Input csv fields: redundancy ok? #143

alkaZeltser · 2021-10-22T23:30:11Z

I'm constructing a csv input file for a sample (from an ILLUMINA sequencer) and am a little confused about some of the fields.

Referencing gatk, it seems that there is a lot of redundancy in the input fields. For example both the read_group_identifier (ID) and platform_unit (PU) fields are constructed using the flowcell ID and lane number (for ILLUMINA reads). Then the lane number is provided separately as another field, to be concatenated with the ID field. Therefore the ID field should really just be the flowcell in my case?

Also, for the sample field, would I use the internal sample ID or the original (external) sample ID?

For example, an input csv for a sample with the following fastq filename:
FD00123067_S14_L001_R1_001.fastq.gz

And the following fastq header :
@A00817:312:HKTWMDRXY:1:1101:3106:1016 1:N:0:GATAGGCCGA+GCCATGTGCG

parsed using the following ILLUMINA header format:
@<instrument>:<run number>:<flowcell ID>:<lane>:<tile>:<x-pos>:<y-pos> <read>:<is filtered>:<control number>:<sample number>

Would look like this:

index	read_group_identifier	sequencing_center	library_identifier	platform_technology	platform_unit	sample	lane	read1_fastq	read2_fastq
1	HKTWMDRXY	UNGC	FD00123067	ILLUMINA	HKTWMDRXY.1	FD00123067(original) or BZPRGPT1000001-N001-B01-F(internal ID)	1	/path/to/fastq/pair/r1.fastq.gz	/path/to/fastq/pair/r2.fastq.gz

The text was updated successfully, but these errors were encountered:

zhuchcn · 2021-10-24T23:18:17Z

I'm not an expert of FASTQ header. But seems like the read_groupt_identifer and platform_unit don't have to be the same. Here is am example of the input CSV file created from a CPTAC BAM. Seems like their read_group_identifier is just the first 4 letters of the platform_unit, if some extra characters (don't know where it comes from) to solve conflict.

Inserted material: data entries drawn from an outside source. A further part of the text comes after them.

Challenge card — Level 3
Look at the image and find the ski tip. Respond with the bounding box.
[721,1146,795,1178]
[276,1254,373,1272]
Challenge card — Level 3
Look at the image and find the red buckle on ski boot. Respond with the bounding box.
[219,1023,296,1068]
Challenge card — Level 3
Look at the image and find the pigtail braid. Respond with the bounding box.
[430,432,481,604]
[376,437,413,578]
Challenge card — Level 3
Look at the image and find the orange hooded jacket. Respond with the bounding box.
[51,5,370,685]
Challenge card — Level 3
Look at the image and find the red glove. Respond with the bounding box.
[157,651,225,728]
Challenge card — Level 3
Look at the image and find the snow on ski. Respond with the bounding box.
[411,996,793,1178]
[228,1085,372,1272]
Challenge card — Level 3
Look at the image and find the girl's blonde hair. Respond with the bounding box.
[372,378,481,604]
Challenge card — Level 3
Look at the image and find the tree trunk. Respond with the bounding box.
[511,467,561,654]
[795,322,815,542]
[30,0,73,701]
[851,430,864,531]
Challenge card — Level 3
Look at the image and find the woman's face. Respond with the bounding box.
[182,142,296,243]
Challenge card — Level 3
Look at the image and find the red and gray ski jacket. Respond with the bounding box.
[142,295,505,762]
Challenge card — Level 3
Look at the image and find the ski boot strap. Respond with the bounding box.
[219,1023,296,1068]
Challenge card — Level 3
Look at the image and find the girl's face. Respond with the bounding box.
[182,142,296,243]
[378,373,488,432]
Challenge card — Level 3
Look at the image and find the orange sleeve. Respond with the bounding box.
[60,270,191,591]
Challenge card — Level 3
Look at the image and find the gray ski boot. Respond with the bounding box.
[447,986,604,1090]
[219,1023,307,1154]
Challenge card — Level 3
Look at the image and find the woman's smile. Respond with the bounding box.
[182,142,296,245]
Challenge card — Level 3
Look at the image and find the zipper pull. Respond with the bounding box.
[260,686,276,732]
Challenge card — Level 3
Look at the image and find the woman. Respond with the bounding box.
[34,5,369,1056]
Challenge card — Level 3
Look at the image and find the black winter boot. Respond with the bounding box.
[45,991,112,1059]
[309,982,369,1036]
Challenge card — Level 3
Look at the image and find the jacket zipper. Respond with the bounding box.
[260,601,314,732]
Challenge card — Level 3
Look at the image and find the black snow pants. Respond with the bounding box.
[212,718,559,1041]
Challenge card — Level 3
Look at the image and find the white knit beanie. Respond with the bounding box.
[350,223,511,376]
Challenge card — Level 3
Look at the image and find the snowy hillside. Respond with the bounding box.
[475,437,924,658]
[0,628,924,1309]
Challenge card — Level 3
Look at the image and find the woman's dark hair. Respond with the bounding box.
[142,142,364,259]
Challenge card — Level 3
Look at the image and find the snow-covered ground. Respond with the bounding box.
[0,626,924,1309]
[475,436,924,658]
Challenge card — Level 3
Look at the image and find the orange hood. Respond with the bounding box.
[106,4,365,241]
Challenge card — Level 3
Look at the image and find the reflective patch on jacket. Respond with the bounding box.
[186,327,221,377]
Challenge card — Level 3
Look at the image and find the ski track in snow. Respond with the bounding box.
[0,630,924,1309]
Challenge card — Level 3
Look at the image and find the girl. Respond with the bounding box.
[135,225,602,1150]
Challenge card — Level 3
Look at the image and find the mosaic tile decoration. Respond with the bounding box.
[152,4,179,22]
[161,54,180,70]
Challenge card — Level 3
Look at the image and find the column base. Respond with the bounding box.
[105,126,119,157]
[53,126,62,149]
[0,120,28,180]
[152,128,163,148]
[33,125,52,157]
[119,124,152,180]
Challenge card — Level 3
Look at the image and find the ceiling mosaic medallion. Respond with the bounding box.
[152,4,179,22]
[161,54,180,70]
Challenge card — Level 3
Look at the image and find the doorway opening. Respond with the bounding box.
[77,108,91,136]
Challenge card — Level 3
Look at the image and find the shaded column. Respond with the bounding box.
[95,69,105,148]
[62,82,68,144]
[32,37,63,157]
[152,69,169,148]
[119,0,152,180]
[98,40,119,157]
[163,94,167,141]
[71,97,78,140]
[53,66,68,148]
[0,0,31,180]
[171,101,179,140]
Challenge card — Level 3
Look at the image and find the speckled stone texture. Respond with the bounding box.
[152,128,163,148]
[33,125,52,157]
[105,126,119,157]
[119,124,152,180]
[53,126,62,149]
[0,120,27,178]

The platform_uni doesn't have to be unique, and I guess GATK is using it internally. @tyamaguchi-ucla can probably give more smart comments.

Also, for the sample field, would I use the internal sample ID or the original (external) sample ID?

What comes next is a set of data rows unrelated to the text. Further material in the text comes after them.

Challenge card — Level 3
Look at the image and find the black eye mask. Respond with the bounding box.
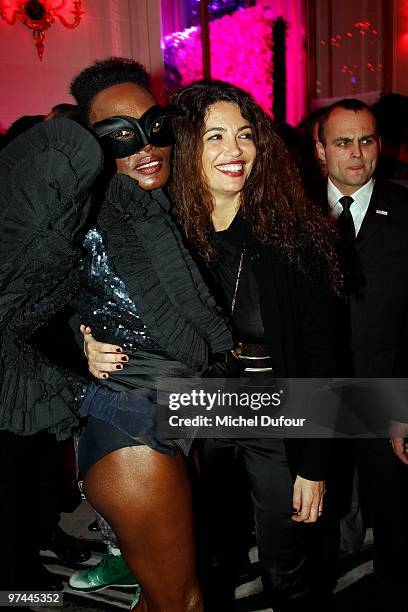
[93,104,178,158]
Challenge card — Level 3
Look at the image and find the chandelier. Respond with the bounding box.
[0,0,84,61]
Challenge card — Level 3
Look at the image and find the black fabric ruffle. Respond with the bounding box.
[0,119,103,437]
[93,175,232,370]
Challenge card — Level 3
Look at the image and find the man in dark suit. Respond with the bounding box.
[316,100,408,611]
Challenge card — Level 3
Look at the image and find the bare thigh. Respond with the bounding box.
[85,446,203,612]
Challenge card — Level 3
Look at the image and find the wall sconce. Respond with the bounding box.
[0,0,84,61]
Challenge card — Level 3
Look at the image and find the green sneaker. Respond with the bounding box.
[68,551,138,593]
[130,586,142,610]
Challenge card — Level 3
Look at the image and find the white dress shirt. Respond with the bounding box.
[327,179,374,236]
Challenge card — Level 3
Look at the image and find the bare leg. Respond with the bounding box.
[85,446,203,612]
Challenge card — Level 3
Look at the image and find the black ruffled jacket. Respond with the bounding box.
[0,119,231,438]
[0,119,102,438]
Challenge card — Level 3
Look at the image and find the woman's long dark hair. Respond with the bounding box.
[169,81,342,292]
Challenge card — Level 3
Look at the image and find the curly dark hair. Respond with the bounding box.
[70,57,152,123]
[169,80,342,294]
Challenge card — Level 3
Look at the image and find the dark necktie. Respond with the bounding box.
[337,196,365,293]
[337,196,356,242]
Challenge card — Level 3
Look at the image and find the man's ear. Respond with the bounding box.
[315,140,326,164]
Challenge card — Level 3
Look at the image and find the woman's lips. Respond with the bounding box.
[215,161,245,176]
[135,157,163,175]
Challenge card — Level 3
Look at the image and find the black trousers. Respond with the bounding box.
[0,431,60,590]
[202,439,324,612]
[322,438,408,612]
[353,438,408,612]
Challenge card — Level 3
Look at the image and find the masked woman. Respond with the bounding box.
[89,81,341,611]
[1,58,230,612]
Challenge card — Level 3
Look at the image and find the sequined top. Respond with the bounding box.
[75,227,159,351]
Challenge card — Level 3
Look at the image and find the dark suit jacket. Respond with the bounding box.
[350,181,408,377]
[322,180,408,421]
[250,237,335,480]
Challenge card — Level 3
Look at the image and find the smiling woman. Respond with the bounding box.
[202,102,256,230]
[170,81,341,611]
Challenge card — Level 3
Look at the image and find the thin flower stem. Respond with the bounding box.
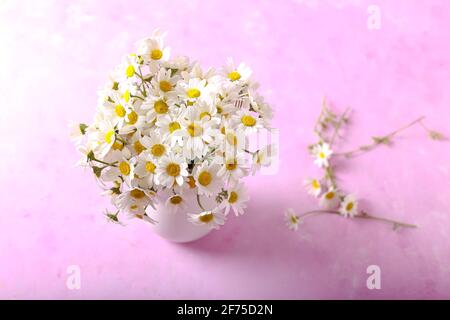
[116,136,127,145]
[330,108,350,146]
[197,193,206,211]
[92,158,116,167]
[244,149,259,155]
[298,210,418,230]
[130,95,145,101]
[334,116,425,158]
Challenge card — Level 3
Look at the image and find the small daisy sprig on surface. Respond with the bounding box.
[285,99,445,230]
[70,30,275,228]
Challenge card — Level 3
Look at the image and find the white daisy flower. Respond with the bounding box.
[137,29,170,63]
[69,122,87,145]
[177,78,208,105]
[284,208,302,231]
[155,154,189,188]
[142,96,172,122]
[151,68,178,97]
[339,194,358,218]
[319,187,340,209]
[163,56,189,72]
[165,194,186,213]
[304,179,322,198]
[223,58,252,83]
[141,133,169,158]
[220,183,250,216]
[311,142,333,168]
[217,155,247,183]
[188,208,225,229]
[194,161,223,196]
[115,188,154,215]
[134,150,157,186]
[173,109,215,160]
[114,54,140,82]
[94,120,116,158]
[252,144,278,174]
[232,110,263,134]
[156,115,183,146]
[119,105,146,134]
[181,63,216,82]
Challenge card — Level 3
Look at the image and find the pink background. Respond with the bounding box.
[0,0,450,299]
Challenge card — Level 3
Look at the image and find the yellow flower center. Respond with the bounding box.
[198,171,212,187]
[198,212,214,223]
[152,143,166,157]
[169,196,183,204]
[325,191,335,200]
[187,122,203,137]
[186,88,201,99]
[311,179,320,189]
[145,161,156,173]
[228,71,241,81]
[153,100,169,114]
[133,140,146,154]
[227,133,237,146]
[225,159,237,171]
[122,90,131,103]
[228,191,239,203]
[166,163,181,177]
[169,121,181,133]
[128,111,139,125]
[345,202,355,211]
[159,80,172,92]
[200,111,211,120]
[188,176,195,189]
[112,141,124,151]
[114,104,127,118]
[150,49,162,60]
[119,161,131,176]
[130,189,145,199]
[241,115,256,127]
[105,130,116,144]
[125,64,134,78]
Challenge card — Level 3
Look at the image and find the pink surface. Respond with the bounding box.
[0,0,450,299]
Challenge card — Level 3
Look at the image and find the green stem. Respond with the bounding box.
[334,116,425,158]
[298,210,418,230]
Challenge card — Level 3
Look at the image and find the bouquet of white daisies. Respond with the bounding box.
[72,30,274,228]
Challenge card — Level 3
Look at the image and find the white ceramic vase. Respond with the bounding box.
[150,192,216,243]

I had the same question in the uclahs-cds/pipeline-germline-somatic pipeline. Although we just need to make sure that the correct sample name is used in call-gSNP, but might be good to use our internal ID? @tyamaguchi-ucla

tyamaguchi-ucla · 2021-10-25T19:52:35Z

Hi guys, @zhuchcn @alkaZeltser

As discussed in the last NF WG (https://confluence.mednet.ucla.edu/display/BOUTROSLAB/2021-10-20+Nextflow+Working+Group+Meeting+Notes ), I suggest that we use something like

read_group_identifier -> library_identifier + '.' + lane # (it can be retrieved from FASTQ) (must be unique and required for BQSR)
sequencing_center -> This one is almost impossible to automate. I guess the samples were sequenced at UNGC?
library_identifier -> Usually in file name (required for Markduplicates) - hard to automate.
platform_unit -> flowcell_id (see FASTQ read IDs) + '.' + lane# (it can be retrieved from FASTQ)

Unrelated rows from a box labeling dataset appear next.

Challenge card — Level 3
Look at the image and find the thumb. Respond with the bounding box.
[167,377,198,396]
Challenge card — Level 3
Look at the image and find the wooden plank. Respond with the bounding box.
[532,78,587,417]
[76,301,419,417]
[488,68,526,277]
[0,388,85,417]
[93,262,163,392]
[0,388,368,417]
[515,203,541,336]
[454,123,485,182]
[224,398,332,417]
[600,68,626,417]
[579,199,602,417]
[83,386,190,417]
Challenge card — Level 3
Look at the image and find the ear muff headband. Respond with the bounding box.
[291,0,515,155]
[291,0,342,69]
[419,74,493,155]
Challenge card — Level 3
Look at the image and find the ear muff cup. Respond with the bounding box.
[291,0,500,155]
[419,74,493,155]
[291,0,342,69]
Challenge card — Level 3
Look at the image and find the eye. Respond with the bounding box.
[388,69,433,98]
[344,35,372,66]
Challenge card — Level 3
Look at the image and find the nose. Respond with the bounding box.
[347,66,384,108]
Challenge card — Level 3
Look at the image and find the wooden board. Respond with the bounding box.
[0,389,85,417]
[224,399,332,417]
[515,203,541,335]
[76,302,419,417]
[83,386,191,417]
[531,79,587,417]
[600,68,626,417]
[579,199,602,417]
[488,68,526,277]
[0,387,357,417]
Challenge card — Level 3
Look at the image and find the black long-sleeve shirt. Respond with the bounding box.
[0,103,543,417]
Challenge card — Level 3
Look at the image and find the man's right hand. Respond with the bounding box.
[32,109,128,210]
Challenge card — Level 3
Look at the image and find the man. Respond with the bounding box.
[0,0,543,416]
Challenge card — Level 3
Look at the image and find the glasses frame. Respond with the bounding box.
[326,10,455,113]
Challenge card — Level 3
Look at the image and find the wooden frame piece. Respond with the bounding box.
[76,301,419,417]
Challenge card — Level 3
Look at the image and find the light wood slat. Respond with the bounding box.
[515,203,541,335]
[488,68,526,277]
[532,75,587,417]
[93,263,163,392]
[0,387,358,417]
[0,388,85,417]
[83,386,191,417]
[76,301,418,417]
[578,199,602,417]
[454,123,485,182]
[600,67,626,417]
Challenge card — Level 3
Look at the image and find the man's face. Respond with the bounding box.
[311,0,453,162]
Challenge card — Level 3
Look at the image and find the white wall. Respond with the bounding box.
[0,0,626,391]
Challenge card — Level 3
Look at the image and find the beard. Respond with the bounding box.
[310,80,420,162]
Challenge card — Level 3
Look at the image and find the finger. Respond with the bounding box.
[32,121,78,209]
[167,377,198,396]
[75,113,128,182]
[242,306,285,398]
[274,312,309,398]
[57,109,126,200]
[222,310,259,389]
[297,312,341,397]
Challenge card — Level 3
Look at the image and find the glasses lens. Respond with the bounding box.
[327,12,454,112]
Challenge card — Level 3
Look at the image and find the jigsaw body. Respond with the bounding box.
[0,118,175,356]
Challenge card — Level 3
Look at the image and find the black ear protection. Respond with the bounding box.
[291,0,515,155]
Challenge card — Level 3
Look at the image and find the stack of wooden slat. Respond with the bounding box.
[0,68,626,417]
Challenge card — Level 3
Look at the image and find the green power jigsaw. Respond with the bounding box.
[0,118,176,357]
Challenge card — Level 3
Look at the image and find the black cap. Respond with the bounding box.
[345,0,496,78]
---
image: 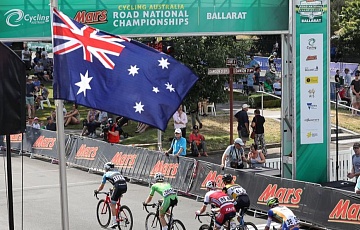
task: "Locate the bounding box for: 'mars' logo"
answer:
[111,152,136,168]
[257,184,303,208]
[75,144,99,160]
[329,199,360,224]
[33,136,56,149]
[150,161,179,178]
[201,171,236,189]
[74,10,107,25]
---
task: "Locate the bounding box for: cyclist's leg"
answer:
[110,184,127,223]
[159,197,170,230]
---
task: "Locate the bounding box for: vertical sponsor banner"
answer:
[292,0,329,183]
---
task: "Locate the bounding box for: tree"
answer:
[172,36,252,108]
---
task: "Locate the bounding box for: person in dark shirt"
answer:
[251,109,267,156]
[46,117,56,131]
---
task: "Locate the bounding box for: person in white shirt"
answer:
[173,105,188,138]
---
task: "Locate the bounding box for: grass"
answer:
[36,83,360,151]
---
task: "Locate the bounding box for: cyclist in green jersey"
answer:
[144,172,178,230]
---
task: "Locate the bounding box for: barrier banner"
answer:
[68,136,108,169]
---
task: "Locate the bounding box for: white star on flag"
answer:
[153,87,160,93]
[75,71,92,97]
[158,57,170,69]
[128,65,140,77]
[165,82,175,92]
[133,101,144,114]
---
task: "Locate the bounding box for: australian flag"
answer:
[53,9,198,131]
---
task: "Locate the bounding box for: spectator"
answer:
[334,69,340,84]
[104,118,120,144]
[347,142,360,181]
[26,75,38,117]
[190,102,202,129]
[350,71,360,115]
[64,104,80,127]
[339,85,351,106]
[248,144,266,168]
[253,66,260,92]
[21,44,31,70]
[82,108,100,138]
[189,125,208,157]
[251,109,267,156]
[221,138,246,169]
[46,117,56,131]
[344,68,351,86]
[273,78,281,97]
[165,128,186,157]
[235,104,250,143]
[173,105,188,138]
[35,84,49,108]
[32,117,41,129]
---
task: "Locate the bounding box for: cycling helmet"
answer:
[223,174,232,183]
[154,172,164,182]
[104,162,115,171]
[266,197,279,207]
[205,180,216,189]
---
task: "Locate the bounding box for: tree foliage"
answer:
[172,36,252,108]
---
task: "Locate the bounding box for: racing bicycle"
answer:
[94,189,134,230]
[143,200,186,230]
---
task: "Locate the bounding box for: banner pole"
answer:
[50,0,69,230]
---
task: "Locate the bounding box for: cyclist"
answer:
[144,172,178,230]
[222,174,250,222]
[195,180,236,230]
[94,162,127,228]
[265,197,300,230]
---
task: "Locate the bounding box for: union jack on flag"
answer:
[53,9,198,130]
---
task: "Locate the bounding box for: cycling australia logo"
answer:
[306,102,317,110]
[4,9,50,27]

So, here we probably want to update the read_group_identifier although the current CSV would work perfectly fine.

Also, for the sample field, would I use the internal sample ID or the original (external) sample ID?

I had the same question in the uclahs-cds/pipeline-germline-somatic pipeline. Although we just need to make sure that the correct sample name is used in call-gSNP, but might be good to use our internal ID? @tyamaguchi-ucla

Yeah, I was thinking about this as well. I think it would be nice to have both external/internal ID in the BAM header so I'm thinking of using

Sample ->Internal ID and we could include External ID in library_identifier, which will be passed to RG identifier.

For lanes, I think we may want to standardize the field and use L00 + lane number for readability instead of using integer.

Some references

https://samtools.github.io/hts-specs/SAMv1.pdf
https://en.wikipedia.org/wiki/FASTQ_format
https://gatk.broadinstitute.org/hc/en-us/articles/360035890671-Read-groups
Sentieon® recommendations

https://support.sentieon.com/appnotes/read_groups/

graceooh · 2022-05-23T05:53:46Z

@tyamaguchi-ucla Hi, I have a problem with the read_group_identifier convention.
It says:
read_group_identifier -> library_identifier + '.' + lane # (it can be retrieved from FASTQ) (must be unique and required for BQSR)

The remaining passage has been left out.